Illegal Migration to Hungary
Hungary has been experiencing a huge influx of illegal migration in the past half a year with an average of 1,000 people a day coming in the last weeks. Majority of them are arriving to Hungary through the common border with Serbia. To stop them, Hungary will erect a fence and monitor it with drones and cameras. A truly Hungarian solution.
Why I created this infographics?
I simply wanted to attract attention to problems Hungary is facing with regard to illegal migration. I also wanted to summarize the scattered data and put them into perspective.
When gathering the data, I came across some interesting websites:
- This is a BBC role-play story – you make your decisions on the migration route from Syria to Europe – try it out.
- Helsinki committee created a leaflet for asylum seekers coming to Hungary. It contains quite some useful information. Read it here.
- EUROSTAT has a lot of resources and statistics covering not only illegal migration, but also the age and gender share. A website worth browsing through!
- Hungarian office for Immigration and Nationality has a comprehensive website. Check it out here.
Did you know that…
Hungary has the largest number of asylum applications as a share of total population?
Greece and Italy at the spotlight
The European Union was trying to address this migration increase mainly in the maritime countries of Greece and Italy in the past months. The operation Triton has been in place and without doubt it managed to save a lot of lives. But why the focus has been only on these 2 countries, while the illegal migration to Hungary has been sky rocket high? Probably it is more photogenic to board a boat and sail off to the boisterous waves of the Mediterranean sea than crawling in the woods near Subotica or Kanjiža (Serbian cities by Hungarian border known as crossing places).
Transit Greece, no worries
But not to be a blame monster, the European Union has now promised to Hungary a helping hand (details in the infographics). One thing, which is striking about this, is that many of the people actually transited Greece. Were they not registered there? Is Greece so broke to have border patrol?
International Organization for Migration
When searching for migration data to make this infographics, I found a local Budapest office of the International Organization for Migration (IOM). I immediately checked out the careers section and got surprised that they are actually not searching for neither temporary staff nor an intern.
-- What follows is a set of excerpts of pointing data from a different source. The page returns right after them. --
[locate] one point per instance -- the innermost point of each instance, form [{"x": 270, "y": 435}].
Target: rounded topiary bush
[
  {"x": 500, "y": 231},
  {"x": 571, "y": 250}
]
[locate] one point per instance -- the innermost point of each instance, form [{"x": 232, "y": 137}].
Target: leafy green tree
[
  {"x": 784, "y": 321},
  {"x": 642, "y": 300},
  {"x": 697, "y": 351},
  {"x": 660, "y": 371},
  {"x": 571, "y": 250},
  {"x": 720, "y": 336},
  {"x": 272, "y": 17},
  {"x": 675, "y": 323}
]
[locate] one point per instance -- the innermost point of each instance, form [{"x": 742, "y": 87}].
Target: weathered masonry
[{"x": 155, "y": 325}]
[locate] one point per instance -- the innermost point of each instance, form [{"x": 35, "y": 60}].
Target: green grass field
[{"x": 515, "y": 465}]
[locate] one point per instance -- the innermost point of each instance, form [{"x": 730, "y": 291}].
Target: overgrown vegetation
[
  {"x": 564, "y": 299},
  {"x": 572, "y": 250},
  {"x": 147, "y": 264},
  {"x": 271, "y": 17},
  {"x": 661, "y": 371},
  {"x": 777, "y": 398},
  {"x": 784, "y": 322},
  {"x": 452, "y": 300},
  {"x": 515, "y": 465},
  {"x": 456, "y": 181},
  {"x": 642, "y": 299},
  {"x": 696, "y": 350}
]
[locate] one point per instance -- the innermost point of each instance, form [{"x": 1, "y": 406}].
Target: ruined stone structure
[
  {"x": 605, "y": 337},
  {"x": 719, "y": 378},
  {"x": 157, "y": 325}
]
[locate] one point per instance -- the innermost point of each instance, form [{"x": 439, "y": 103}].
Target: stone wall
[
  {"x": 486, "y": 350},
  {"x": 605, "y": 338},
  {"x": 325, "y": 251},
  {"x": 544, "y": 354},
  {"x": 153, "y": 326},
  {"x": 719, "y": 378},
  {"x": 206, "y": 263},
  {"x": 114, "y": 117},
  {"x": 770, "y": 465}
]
More interestingly, it seems that they have gone for a long holiday. Apparently, either they know very well that there is no demand for Assisted Voluntary Return and Reintegration or they do not consider their job to be a mission. But why?
This is what they have on the main page in 4 different languages:
- Please kindly note that Assisted Voluntary Return and Reintegration (AVRR) activities of IOM Budapest are suspended at this time and are expected to resume on 1st of Sept 2015.
Internally displaced Iraqis
Vast majority of illegal migration is coming from places like Syria or Iraq. I found an interesting information on IOM mother website, which I did not manage to put into the infographics:
IOM’s latest Displacement Tracking Matrix (DTM) identified 3,087,372 internally displaced persons (514,562 families) in Iraq from January 2014 through 4 June 2015. The displaced are dispersed across all of Iraq’s 18 governorates.
What does that mean? There are people on the go that were relocated to be in a safer place. That also means that some of the family may have decided to look for a better place outside of Iraq. They experienced bombings and shootings and were simply too scared to stay. So, probably more will come and it is not a fence that would solve the problem.